RE: Bad blocks are killing us!

"Guy" <bugzilla@xxxxxxxxxxxxxxxx> · Mon, 22 Nov 2004 04:17:39 -0500

Summary for anyone that missed this thread.
If a RAID5 array is scanned to verify that the parity data matches the data,
how should the system handle a mismatch?  Assume no disks had read errors.
If the parity does not agree, then 1 or more disks are wrong.  The parity
disk could be wrong, in which case no data is lost or corrupt, yet.  But a
disk failure at this time would corrupt data unless it was the parity disk
for this stripe.  If any other disk is wrong, then data is corrupt.  If you
are lucky, the corrupt data will be un-used space.  In this case no data is
really corrupt, yet.

I agree with your assessment, or you agree with mine!  :)
I disagree on how it should be handled.

Now, what to do if a parity error occurs?  As I see it, we have these
possible options:

A. Ignore it.  This is what is done today.  But log the blocks affected.
Risk of data corruption is high.  And know that the risk of additional data
corruption is increased when a disk fails.  Re-building to the spare has the
effect of correcting the parity so the error is now masked.

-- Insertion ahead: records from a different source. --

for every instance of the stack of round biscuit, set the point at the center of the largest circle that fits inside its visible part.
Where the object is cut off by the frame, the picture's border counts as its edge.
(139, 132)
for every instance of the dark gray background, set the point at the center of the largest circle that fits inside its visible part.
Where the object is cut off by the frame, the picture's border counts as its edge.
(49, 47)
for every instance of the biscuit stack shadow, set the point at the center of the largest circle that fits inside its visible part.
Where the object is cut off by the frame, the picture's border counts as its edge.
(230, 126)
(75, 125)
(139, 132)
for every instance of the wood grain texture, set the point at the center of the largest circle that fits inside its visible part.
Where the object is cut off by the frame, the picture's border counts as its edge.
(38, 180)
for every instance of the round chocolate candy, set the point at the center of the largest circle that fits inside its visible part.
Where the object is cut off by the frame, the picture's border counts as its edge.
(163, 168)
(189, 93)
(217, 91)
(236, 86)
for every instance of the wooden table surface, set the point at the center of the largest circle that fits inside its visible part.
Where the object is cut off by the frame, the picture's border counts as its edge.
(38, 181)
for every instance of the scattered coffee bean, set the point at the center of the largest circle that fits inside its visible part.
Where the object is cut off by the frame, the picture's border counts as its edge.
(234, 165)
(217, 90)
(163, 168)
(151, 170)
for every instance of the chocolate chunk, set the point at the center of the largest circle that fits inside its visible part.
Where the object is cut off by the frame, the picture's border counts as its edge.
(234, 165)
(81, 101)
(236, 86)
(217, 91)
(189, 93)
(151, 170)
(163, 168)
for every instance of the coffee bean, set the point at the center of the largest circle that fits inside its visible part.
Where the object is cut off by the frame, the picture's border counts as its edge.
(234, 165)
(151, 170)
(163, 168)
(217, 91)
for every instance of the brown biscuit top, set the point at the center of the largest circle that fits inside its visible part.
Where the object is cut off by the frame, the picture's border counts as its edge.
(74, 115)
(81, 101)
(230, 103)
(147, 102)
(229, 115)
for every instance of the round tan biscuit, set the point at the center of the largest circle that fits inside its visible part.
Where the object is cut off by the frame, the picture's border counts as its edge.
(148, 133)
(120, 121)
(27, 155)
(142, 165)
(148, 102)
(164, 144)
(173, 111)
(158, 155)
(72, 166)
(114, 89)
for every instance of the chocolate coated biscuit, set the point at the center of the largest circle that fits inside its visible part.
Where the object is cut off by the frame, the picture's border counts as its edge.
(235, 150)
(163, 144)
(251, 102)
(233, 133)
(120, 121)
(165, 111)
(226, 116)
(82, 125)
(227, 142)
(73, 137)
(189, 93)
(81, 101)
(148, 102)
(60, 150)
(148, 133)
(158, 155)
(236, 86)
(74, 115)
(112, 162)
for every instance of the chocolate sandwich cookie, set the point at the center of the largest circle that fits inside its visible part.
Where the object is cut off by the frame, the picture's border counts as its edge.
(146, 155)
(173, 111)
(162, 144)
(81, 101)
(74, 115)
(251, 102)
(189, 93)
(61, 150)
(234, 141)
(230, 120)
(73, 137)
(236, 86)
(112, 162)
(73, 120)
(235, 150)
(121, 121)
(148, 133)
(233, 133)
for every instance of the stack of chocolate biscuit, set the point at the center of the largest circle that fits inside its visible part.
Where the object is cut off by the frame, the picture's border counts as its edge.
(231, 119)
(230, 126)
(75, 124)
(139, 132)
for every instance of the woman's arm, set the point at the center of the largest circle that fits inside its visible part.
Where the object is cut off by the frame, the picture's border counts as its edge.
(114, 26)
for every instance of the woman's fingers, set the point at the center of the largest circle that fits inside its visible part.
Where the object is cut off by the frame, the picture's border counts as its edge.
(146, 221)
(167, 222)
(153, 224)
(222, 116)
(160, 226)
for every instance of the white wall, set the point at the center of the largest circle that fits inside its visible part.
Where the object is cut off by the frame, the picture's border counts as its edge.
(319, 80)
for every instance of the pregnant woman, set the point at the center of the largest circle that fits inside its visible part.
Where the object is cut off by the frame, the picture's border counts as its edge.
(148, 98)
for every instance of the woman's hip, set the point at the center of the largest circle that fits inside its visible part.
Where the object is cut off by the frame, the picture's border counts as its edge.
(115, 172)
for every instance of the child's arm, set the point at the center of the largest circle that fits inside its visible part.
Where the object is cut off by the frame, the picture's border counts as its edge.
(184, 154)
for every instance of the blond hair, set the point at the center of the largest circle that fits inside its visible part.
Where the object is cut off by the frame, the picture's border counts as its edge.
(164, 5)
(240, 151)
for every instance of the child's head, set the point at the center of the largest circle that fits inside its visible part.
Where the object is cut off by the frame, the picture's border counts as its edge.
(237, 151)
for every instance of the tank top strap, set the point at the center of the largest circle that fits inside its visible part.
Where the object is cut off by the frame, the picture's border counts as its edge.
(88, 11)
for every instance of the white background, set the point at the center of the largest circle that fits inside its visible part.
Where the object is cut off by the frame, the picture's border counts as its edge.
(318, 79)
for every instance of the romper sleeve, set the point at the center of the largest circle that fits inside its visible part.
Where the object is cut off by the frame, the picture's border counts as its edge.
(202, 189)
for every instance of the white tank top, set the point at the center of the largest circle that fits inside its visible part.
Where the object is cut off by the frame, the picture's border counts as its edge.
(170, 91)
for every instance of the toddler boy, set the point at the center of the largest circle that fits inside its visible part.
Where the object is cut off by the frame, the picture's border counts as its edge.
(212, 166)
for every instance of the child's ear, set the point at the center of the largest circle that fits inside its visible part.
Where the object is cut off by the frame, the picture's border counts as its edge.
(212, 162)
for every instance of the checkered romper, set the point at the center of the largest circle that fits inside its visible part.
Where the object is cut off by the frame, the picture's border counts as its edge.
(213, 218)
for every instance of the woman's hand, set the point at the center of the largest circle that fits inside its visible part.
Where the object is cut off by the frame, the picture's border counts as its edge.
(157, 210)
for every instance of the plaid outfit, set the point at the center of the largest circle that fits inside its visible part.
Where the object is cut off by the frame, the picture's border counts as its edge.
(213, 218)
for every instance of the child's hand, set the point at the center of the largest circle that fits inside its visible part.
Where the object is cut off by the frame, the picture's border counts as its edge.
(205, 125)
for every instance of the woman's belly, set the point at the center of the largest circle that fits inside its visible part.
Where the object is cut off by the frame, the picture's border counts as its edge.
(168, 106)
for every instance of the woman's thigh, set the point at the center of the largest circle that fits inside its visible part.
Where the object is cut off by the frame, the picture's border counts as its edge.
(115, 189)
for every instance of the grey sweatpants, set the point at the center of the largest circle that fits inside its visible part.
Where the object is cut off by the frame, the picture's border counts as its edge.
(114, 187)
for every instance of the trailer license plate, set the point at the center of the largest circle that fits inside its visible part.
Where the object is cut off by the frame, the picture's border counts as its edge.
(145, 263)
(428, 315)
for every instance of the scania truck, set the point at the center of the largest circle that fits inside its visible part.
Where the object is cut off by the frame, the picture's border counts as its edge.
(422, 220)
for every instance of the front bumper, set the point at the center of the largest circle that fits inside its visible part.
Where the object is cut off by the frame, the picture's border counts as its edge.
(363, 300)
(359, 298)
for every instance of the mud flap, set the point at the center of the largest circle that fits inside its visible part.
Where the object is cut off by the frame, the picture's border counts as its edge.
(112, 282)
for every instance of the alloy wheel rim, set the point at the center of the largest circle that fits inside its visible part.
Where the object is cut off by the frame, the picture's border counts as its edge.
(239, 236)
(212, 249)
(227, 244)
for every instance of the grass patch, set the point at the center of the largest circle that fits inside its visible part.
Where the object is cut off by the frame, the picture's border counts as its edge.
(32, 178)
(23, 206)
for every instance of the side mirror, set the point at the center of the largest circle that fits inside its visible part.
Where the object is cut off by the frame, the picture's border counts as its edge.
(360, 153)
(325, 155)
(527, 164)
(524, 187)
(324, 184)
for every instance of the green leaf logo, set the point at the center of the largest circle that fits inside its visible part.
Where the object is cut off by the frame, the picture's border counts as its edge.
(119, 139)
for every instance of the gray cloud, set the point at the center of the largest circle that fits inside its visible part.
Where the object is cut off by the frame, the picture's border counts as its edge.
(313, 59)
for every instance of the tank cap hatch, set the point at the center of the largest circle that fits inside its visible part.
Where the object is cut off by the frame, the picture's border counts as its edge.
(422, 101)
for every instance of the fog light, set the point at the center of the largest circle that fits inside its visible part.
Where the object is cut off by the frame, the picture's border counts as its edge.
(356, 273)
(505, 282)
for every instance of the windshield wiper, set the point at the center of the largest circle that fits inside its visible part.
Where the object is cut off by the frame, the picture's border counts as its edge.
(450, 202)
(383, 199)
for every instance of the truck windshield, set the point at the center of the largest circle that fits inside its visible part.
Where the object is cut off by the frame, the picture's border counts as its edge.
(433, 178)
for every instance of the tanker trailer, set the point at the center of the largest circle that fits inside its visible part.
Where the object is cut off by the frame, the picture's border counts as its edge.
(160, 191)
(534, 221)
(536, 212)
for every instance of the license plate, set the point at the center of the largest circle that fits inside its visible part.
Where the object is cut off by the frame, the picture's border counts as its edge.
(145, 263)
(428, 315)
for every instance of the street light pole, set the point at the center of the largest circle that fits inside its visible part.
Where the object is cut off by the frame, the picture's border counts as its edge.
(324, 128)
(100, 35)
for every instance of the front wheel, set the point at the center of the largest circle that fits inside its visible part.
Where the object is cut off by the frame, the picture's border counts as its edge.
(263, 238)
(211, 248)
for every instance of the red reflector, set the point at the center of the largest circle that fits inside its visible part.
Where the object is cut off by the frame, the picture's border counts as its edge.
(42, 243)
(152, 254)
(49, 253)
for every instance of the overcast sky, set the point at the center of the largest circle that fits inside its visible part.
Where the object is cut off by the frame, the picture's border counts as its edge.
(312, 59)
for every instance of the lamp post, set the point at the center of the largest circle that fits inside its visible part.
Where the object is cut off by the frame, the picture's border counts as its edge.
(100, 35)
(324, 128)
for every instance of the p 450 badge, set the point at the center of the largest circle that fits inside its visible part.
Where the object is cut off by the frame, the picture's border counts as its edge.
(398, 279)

B. Just correct the parity, you stand a high risk of data corruption without
knowing about it.  But without correcting the parity you still have the same
risk.  Log the blocks affected.  By correcting the parity, no additional
corruption will occur when a disk fails.

C. Mark all blocks (or chunks) affected by the parity error as unreadable.
This would cause data loss, but no corruption.  The data loss would be the
size of the mismatch (in blocks or chunks) times the number of disks in the
array - 1.  This acts more like a disk drive when a sector can't be read.
Log the blocks affected.  In the case of a 14 disk RAID5 array, a single
sector parity error would cause 13 sectors to be lost, or much more if going
by chunks.  Optionally, still allow option B at some later time at the
user's request.  This would allow the user to determine what data is
affected, then attempt to recover some of the data.

D. Report the error, and allow manual parity correction.  This is like
option A then at user request option B.

E. All of the above.  Have the option to choose which of the above you want.
This will allow each user to choose how the system will handle parity
errors.  This option should be configured per array, not system wide.

Guy

-----Original Message-----
From: linux-raid-owner@xxxxxxxxxxxxxxx
[mailto:linux-raid-owner@xxxxxxxxxxxxxxx] On Behalf Of Dieter Stueken
Sent: Monday, November 22, 2004 3:22 AM
To: linux-raid@xxxxxxxxxxxxxxx
Subject: Re: Bad blocks are killing us!

Guy Watkins wrote:
> ... but the md-level
> approach might be better.  But I'm not sure I see the point of
> it---unless you have raid 6 with multiple parity blocks, if a disk
> actually has the wrong information recorded on it I don't think you
> can detect which drive is bad, just that one of them is."
> 
> If there is a parity block that does not match the data, true you do not
> know which device has the wrong data.  However, if you do not "correct"
the
> parity, when a device fails, it will be constructed differently than it
was
> before it failed.  This will just cause more corrupt data.  The parity
must
> be made consistent with whatever data is on the data blocks to prevent
this
> corrosion of data.  With RAID6 it should be possible to determine which
> block is wrong.  It would be a pain in the @$$, but I think it would be
> doable.  I will explain my theory if someone asks.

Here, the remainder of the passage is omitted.